Он стоял, прислонившись к дверному косяку, и курил.
Мы вышли.
Стёпа доедал второе мороженое, когда вдруг спросил:
– Что бы ты отдал, чтобы создать шедевр и навсегда войти в историю?
Солнце стояло высоко. Время от времени порывы ветра сдували в нашу сторону освежающие брызги фонтана. Мимо нас пролетали дети на скейтбордах и роликовых коньках, по площади прохаживались парочки, вальяжно вышагивали голуби, искоса поглядывая, не выроним ли мы какой-нибудь еды.
Я пожал плечами.
– Да фиг его знает. Не уверен, что мне нужен такой обмен.
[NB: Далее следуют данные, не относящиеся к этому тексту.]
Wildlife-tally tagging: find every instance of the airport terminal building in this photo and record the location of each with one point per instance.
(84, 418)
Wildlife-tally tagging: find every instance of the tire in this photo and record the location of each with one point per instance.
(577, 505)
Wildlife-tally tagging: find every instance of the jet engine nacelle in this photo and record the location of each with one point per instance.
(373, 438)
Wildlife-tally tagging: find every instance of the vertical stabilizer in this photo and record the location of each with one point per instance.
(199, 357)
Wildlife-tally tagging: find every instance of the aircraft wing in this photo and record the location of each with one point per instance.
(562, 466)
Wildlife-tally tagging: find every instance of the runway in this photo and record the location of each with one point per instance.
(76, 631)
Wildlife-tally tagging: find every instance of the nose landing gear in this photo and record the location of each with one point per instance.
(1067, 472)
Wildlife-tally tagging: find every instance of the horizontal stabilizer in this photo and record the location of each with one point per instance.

– А мне нужен, – сказал Стёпа. – Только с кем меняться?
Он осмотрелся по сторонам, словно в поисках обладателя нужного ему товара.
– Все-таки хорошо, что ты меня вытащил, – добавил друг. – Сто лет тут не был. – Он помолчал. – Да и теперь понимаю, что понаписал полную ерунду за эти дни. В корзину ее. Заново начну.
– Ты не спеши с корзиной-то… – начал я.
– Я бы отдал все что угодно, – перебил меня Степан. – Не думая, вот хоть сейчас. Даже жизнь. Дайте мне месяц на рассказ, а потом в гроб. Без кистей и глазетов.
– А как же понежиться в лучах славы?
Степан окинул меня презрительным взглядом, встал и подтянул едва державшиеся на тощих бедрах джинсы.
– Шедевры, брат, нужны миру, – пояснил он. – Общественности, народу. Искусство в массы! Пускай себе восхищаются, оды пишут, в журналах печатают. Я выше этого.
Друг приложил козырьком руку ко лбу и обвел взглядом площадь.
– Вот для них. Я буду писать для этих людей. А «Нимфа», – подмигнул он мне, – разве товар дает? Пойдем, не станем тратить время на пустые разговоры.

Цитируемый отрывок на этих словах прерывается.